Favorieten van Alexander Rinnooy Kan
De Volkskrant riep meesternetwerker Alexander Rinnooy Kan (1949) drie jaar achtereen uit de tot de meest invloedrijke man van Nederland. Hij is momenteel hoogleraar economie en bedrijfskunde aan de Universiteit van Amsterdam. In het verleden was hij voorzitter van de Sociaal-Economische Raad, een belangrijk adviesorgaan van de Nederlandse regering, voorzitter van de werkgeversorganisatie VNO-NCW en lid van de Raad van Bestuur van de ING Groep.
En als het gaat om de muziek: Rinnooy Kan is voorzitter van de Raad van Commissarissen van het Koninklijk Concertgebouw in Amsterdam.
Johannes Brahms – Ein deutsches Requiem (1869)

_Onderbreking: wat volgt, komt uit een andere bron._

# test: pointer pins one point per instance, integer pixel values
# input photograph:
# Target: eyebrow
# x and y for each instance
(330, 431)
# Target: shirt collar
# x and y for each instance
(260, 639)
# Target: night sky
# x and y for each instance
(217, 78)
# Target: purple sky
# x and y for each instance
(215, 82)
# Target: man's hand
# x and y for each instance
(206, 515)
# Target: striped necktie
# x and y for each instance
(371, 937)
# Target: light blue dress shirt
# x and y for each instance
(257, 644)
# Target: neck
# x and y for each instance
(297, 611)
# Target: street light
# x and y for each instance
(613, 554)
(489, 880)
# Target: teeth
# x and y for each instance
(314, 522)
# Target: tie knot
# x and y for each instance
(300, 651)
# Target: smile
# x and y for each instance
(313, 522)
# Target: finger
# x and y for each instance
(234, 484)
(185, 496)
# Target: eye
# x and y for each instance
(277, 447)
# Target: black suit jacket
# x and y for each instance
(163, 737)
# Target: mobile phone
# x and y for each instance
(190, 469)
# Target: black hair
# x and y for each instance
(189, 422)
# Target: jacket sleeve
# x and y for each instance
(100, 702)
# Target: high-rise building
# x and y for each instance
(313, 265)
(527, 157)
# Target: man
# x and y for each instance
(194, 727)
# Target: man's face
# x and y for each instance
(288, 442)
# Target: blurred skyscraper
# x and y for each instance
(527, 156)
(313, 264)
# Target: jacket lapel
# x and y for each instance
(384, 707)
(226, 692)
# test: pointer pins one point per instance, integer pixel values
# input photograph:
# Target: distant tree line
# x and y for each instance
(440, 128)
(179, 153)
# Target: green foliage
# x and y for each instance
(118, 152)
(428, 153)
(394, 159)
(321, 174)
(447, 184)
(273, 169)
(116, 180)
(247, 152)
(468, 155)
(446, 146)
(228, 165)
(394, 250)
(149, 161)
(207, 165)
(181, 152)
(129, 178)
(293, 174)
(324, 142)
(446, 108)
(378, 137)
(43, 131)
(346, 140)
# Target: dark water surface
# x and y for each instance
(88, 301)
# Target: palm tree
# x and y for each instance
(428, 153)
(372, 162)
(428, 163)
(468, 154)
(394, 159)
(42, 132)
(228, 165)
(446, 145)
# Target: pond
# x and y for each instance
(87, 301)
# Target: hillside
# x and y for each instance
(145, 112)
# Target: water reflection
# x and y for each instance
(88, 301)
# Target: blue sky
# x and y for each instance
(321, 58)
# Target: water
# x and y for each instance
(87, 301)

‘Vooral het laatste deel Selig sind die Toten behoort tot de meest ontroerende muziek die ik ken. Dat heeft ook met omstandigheden te maken. Brahms liep al langer met het idee rond, maar de dood van zijn moeder inspireerde hem ertoe het Requiem ook echt te voltooien. Ik hoorde de muziek voor het eerst op mijn 26ste, rond het overlijden van mijn eigen moeder. Dus er was zeker sprake van een bijzondere gevoeligheid voor dit werk. Hoe vaak ik het de afgelopen veertig jaar ook beluisterd heb, de muziek zorgt nog altijd voor koude rillingen. Bovenaards prachtig.’
Wolfgang Amadeus Mozart – Pianoconcert nr.25 (1786)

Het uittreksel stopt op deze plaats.